Zudem muss sich Rümmelein natürlich den Vergleich mit James Barclays sechsbändiger "Chroniken-/Legenden des Raben"-Serie gefallen lassen. Zu augenfällig sind Ähnlichkeiten in Aufbau und Thematik der Welt, wie auch die Detailfreude in der Beschreibung der Schlacht. Und da bleibt festzustellen, dass es ihm bei weitem nicht in dem Maße gelingt, Handlungsvortrieb und Hintergrund zu einem flüssig lesbaren Ganzen zu verbinden wie Barclay, der seine Hintergrundinformationen genau das sein lässt: Informationen im Hintergrund.
Was aber, und da muss ich die Kritik zum Teil wieder zurück nehmen, auch an einem noch nicht endgültig abgeschlossenen Lektorat liegen kann. Immerhin ist zu beachten, dass sich diese Rezension auf ein Vorab-Leseexemplar der Leipziger Buchmesse bezieht; auf eines jener 500 Exemplare, die extra zur freien Verteilung vorproduziert wurden. Es ist also zu vermuten, dass eine ganze Reihe der Ecken und Kanten, der inhaltlichen und technischen Schwächen und Fehler, die jetzt Lesefluss und -vergnügen mindern, in der offiziellen Version noch ausgebügelt sein werden.
Drei Bände auf einmal
Das ist es, was der Verlag für den Herbst geplant hat - und das könnte auch das sein, was der Serie (und damit Band 1) gut tut. Denn es ist gut möglich, dass sich das Bild, wenn man die drei Bände am Stück liest, deutlich ändert. Wenn die Serie, nachdem sie nach 400 Seiten langsam Fahrt aufgenommen hat, das erhöhte Tempo beibehält, wenn der Plot in den Vordergrund und die bis jetzt angefallene Informationsschwemme in den Hintergrund treten, dann kann es durchaus sein, dass Kryson ein lohnendes Leseerlebnis ist und bleibt. Und dass sich das Durchbeißen durch den langwierigen Aufbau im ersten Band schließlich doch gelohnt hat. Für sich allein ist "Die Schlacht am Rayhin" allerdings ein wenig anstrengend. Gar zu lange lässt sich das Buch Zeit. Gar zu plakativ sind die Charaktere und ihre Beziehungen überzeichnet.

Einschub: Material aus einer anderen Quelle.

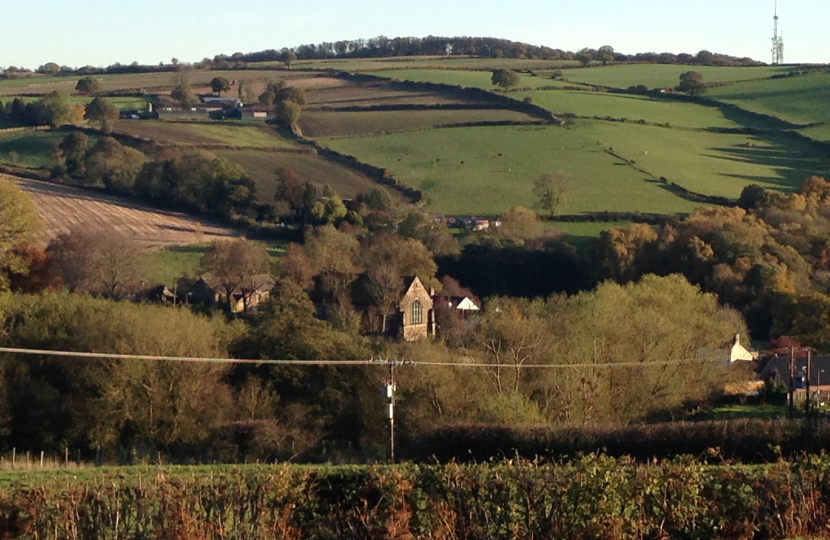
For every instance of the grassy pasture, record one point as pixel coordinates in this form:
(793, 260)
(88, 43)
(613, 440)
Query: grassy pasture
(800, 100)
(336, 124)
(261, 166)
(486, 183)
(664, 75)
(184, 133)
(631, 107)
(428, 62)
(30, 149)
(710, 163)
(43, 85)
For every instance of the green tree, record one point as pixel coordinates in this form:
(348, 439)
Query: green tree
(505, 78)
(552, 190)
(692, 83)
(288, 57)
(219, 85)
(101, 111)
(184, 94)
(234, 263)
(88, 85)
(19, 222)
(56, 109)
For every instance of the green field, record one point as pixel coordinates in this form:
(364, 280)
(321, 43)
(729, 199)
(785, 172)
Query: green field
(473, 79)
(800, 100)
(260, 166)
(488, 183)
(664, 75)
(30, 149)
(713, 164)
(337, 124)
(634, 108)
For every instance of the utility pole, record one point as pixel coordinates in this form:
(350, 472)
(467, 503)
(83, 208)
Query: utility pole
(792, 382)
(809, 403)
(389, 393)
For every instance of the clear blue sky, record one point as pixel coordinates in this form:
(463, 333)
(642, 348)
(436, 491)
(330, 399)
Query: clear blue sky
(102, 32)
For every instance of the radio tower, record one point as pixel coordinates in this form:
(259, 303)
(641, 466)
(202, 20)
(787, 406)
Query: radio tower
(777, 41)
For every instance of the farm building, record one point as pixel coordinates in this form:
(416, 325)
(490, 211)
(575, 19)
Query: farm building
(251, 294)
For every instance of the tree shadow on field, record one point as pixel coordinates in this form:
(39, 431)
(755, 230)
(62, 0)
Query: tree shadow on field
(793, 164)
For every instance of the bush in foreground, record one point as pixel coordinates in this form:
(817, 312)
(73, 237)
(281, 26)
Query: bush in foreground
(595, 497)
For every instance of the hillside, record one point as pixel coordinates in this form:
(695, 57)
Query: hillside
(439, 126)
(63, 208)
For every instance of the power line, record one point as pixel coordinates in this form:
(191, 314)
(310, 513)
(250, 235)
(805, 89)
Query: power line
(334, 362)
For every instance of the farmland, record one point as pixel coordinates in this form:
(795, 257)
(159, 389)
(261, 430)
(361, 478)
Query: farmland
(63, 208)
(338, 124)
(184, 134)
(801, 100)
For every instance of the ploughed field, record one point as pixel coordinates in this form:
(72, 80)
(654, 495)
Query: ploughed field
(657, 153)
(63, 207)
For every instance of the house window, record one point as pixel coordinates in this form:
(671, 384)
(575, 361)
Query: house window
(417, 312)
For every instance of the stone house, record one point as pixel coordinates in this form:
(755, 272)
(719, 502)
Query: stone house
(212, 293)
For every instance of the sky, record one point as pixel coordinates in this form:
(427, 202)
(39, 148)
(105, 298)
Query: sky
(102, 32)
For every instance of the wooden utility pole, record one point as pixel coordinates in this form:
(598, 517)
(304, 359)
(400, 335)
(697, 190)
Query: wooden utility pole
(792, 382)
(390, 395)
(809, 403)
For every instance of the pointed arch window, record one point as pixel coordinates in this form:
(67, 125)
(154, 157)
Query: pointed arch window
(417, 312)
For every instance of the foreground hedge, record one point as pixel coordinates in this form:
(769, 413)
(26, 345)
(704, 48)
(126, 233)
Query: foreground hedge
(592, 498)
(748, 441)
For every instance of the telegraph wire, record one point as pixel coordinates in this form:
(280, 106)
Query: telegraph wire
(336, 362)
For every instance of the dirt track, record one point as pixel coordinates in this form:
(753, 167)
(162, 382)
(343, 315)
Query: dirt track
(63, 208)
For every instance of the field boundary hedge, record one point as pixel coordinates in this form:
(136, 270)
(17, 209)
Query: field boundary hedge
(466, 93)
(747, 441)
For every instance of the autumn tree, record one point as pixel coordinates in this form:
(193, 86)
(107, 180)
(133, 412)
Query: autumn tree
(234, 263)
(219, 85)
(73, 150)
(88, 85)
(505, 78)
(552, 190)
(101, 111)
(288, 58)
(113, 165)
(520, 223)
(19, 222)
(692, 83)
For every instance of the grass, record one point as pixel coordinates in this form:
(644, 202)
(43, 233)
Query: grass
(30, 149)
(166, 264)
(476, 79)
(632, 107)
(800, 100)
(664, 75)
(711, 163)
(735, 412)
(260, 166)
(486, 183)
(184, 133)
(336, 124)
(121, 102)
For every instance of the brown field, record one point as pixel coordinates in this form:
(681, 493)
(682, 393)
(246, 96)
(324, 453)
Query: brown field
(63, 208)
(261, 166)
(338, 124)
(183, 133)
(199, 79)
(363, 95)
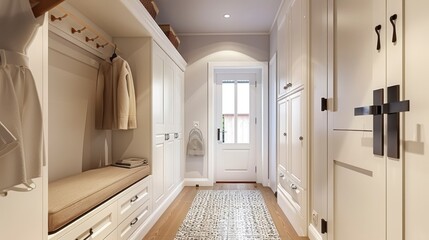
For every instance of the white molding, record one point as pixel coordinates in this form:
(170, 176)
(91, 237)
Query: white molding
(262, 174)
(191, 182)
(313, 234)
(157, 213)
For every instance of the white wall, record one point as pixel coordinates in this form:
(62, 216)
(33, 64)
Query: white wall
(198, 51)
(75, 145)
(318, 81)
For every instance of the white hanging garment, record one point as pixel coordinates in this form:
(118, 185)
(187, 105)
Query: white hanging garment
(196, 143)
(21, 154)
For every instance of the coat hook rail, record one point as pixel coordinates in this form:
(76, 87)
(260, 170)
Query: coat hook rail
(87, 39)
(86, 27)
(54, 18)
(102, 45)
(74, 30)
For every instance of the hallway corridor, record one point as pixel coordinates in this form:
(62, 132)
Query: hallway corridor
(170, 221)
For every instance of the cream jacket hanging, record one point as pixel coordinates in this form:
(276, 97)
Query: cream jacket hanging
(196, 143)
(115, 97)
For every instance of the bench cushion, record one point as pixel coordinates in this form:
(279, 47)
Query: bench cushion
(71, 197)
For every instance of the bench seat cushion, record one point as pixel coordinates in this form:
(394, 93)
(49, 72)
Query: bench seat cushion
(71, 197)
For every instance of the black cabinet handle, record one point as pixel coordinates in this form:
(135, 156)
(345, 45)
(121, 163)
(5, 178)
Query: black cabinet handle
(323, 104)
(393, 19)
(377, 30)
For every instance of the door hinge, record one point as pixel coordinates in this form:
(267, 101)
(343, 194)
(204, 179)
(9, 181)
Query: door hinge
(324, 226)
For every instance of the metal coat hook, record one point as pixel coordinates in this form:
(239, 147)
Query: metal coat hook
(87, 39)
(74, 30)
(101, 45)
(54, 18)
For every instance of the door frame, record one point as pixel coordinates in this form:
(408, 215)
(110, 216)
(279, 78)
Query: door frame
(261, 113)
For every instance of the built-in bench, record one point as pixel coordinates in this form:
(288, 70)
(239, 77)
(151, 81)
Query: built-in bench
(72, 197)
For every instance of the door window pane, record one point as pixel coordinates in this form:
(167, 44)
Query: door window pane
(243, 113)
(228, 111)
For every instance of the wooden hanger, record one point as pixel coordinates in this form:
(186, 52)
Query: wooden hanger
(39, 7)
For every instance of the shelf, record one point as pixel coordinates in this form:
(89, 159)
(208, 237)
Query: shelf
(126, 18)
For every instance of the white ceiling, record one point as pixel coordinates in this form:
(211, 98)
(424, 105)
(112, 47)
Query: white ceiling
(188, 17)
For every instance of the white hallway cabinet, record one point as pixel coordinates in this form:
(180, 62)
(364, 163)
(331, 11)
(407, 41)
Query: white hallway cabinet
(159, 87)
(292, 107)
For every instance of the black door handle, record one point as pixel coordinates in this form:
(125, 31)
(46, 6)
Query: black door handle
(393, 19)
(377, 120)
(377, 30)
(392, 109)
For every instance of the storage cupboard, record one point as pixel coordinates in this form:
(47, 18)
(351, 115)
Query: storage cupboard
(292, 107)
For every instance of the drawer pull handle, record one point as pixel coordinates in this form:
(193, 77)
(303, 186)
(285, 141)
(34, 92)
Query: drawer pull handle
(134, 199)
(90, 234)
(134, 221)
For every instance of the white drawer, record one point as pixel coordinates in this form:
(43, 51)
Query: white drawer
(136, 195)
(112, 235)
(98, 226)
(129, 225)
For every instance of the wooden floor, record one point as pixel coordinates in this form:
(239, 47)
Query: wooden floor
(170, 221)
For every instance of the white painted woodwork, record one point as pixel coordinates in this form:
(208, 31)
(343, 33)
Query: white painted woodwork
(377, 181)
(272, 126)
(111, 219)
(30, 208)
(318, 137)
(292, 124)
(416, 131)
(236, 162)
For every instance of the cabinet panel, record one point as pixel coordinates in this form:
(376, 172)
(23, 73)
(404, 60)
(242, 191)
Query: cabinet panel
(133, 198)
(158, 169)
(296, 138)
(282, 133)
(129, 225)
(169, 160)
(158, 90)
(98, 226)
(169, 92)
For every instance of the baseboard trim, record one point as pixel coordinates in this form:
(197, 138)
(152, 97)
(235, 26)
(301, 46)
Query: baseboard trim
(192, 182)
(313, 234)
(154, 217)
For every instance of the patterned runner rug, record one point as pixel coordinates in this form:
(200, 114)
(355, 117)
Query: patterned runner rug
(228, 214)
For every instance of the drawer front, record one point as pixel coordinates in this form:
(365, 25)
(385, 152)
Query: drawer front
(137, 195)
(129, 225)
(112, 235)
(97, 227)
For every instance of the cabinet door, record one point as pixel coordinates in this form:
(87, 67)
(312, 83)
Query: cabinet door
(158, 90)
(169, 163)
(282, 134)
(282, 51)
(178, 156)
(178, 99)
(297, 162)
(298, 32)
(158, 170)
(169, 91)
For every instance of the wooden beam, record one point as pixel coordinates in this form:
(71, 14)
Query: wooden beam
(40, 7)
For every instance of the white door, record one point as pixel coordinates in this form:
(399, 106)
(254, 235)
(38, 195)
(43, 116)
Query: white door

Sollte das ganze, wie Bernd im Interview angedeutet hat, aber eine Finte sein, um den Leser später in der Serie um so mehr zu überraschen, dann werde ich meine Aussage gern revidieren. Schon, weil ich komplexe Täuschungsmanöver gegen mich als Leser mag. Bewerten kann ich also nur den vorliegenden Band - und das unter Vorbehalt. Denn schlecht ist Kryson tatsächlich nicht. Nur irgendwie noch nicht rund.